ABD’nin ‘oyun kuruculuk’ imajı bir kez daha çöktü
Afganistan’daki hezimetin ABD için ciddi bir imaj sarsıntısı anlamına geldiğini belirten Kemal Öztürk şunları kaydetti:
“Afganistan’ın yeniden Taliban’ın eline geçmesiyle yaşadıklarımız bir kez daha gösterdi ki, ABD dünya siyasetinde büyük oyun kurucu aktör değildir.
Buna ek olarak, Avrupa’nın uzun süreden beri devam eden içe kapanmacı ve silik dünya siyaseti bu krizde yine ortaya çıktı.
ABD, Afganistan’da yenildi tamam ama geri çekilmeyi bile beceremeyecek kadar kötü bir durumda olduğunu kimse tahmin etmiyordu sanırım.
ABD siyaseten Afganistan’dan çıkmayı, orada oluşacak boşluğu ve yakın Asya’daki dengeleri nasıl etkileyeceğini iyi hesap edemediği gibi, askeri olarak geri çekilmeyi de beceremedi.
Tüm silahları Taliban’ın eline geçti, adamları içeride kaldı. Bu yüzden 5 bin askerini geri gönderdi Kabil’e.”
Çin merkezli bir dünya da ürkütücü
Almanya, Fransa ve ABD özelinde Batı’nın Ukrayna, Libya, Suriye, Yemen, Filistin vd. bölgelerde işleri nasıl batırdığını belirten Kemal Öztürk, ‘yenilmezlik’ imajının sarsılması bağlamında bunların olumlu gelişmeler olduğunu ancak ayak sesleri duyulan Çin merkezli bir dünyanın da son derece ürkütücü olduğunu vurguladı.

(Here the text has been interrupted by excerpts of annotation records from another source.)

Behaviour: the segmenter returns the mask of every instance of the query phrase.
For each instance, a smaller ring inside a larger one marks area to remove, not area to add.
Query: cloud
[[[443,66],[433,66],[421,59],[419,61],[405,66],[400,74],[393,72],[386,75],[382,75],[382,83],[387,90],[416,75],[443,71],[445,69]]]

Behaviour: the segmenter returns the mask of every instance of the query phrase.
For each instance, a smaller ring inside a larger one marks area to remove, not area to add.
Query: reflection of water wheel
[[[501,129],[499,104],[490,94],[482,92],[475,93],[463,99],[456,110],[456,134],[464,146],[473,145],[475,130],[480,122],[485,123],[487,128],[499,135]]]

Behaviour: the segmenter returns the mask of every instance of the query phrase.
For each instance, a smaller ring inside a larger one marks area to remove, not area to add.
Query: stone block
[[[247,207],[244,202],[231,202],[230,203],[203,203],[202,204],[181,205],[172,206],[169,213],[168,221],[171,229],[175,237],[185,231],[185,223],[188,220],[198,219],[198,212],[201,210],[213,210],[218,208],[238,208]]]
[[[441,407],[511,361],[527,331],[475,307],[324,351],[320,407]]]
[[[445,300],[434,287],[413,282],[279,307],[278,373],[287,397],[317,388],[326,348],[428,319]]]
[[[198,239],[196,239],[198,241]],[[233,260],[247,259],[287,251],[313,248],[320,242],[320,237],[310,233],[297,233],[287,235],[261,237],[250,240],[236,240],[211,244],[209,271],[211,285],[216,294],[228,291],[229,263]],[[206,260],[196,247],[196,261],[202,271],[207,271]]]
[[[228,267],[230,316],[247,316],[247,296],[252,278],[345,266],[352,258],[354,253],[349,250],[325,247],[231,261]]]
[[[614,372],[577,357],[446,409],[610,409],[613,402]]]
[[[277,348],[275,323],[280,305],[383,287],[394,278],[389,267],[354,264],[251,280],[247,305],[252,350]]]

Kemal Öztürk’ün Habertürk’te yayımlanan “Batı'nın Oyun Kurucu Gücü Tükendi” başlıklı yazısının (25 Ağustos 2021) konuyla alakalı kısmı şöyle:
“Siyaset üretemeyen, varlık gösteremeyen ve olayın akışına göre günlük reaksiyonlar gösteren ülke konumuna düştüler.
Gerçi müdahil olduklarında durumu daha kötüleştiriyorlar.
Almanya ve Fransa’nın Ukrayna’da, Fransa’nın Libya’da, ABD’nin Suriye, Yemen, Filistin’de işleri daha da perişan ettiğini gördük.
Bu durumda Rusya ve Çin’in dünya sahnesinde daha etkin olduğunu görüyoruz her geçen gün. Daha dinamik, devlet aklı daha aktif ve daha iştahlılar.
Rusya’nın ekonomik gücü ve iç dinamikleri onun daha ne kadar uzak bölgelerde etkin olmasına müsaade edecek bilinmez.
Ancak Çin sessiz ve derinden nüfuz alanını her geçen gün daha çok arttırıyor.
ABD ve Avrupa’nın boşalttığı her alana bir cıva gibi akıp dolduruyor o bölgeleri. Ekonomisi güçlü, askeri kabiliyeti yüksek, ne istediğini biliyor ve devlet aklını son derece güçlü kullanıyor.
Doğrusu Çin merkezli bir dünya düzeni beni ürkütüyor. Komünizmle kapitalizmin tuhaf karışımı olan ve kutsal değeri belirsiz bir ülkenin ne yapacağını kestirmek pek mümkün değil.”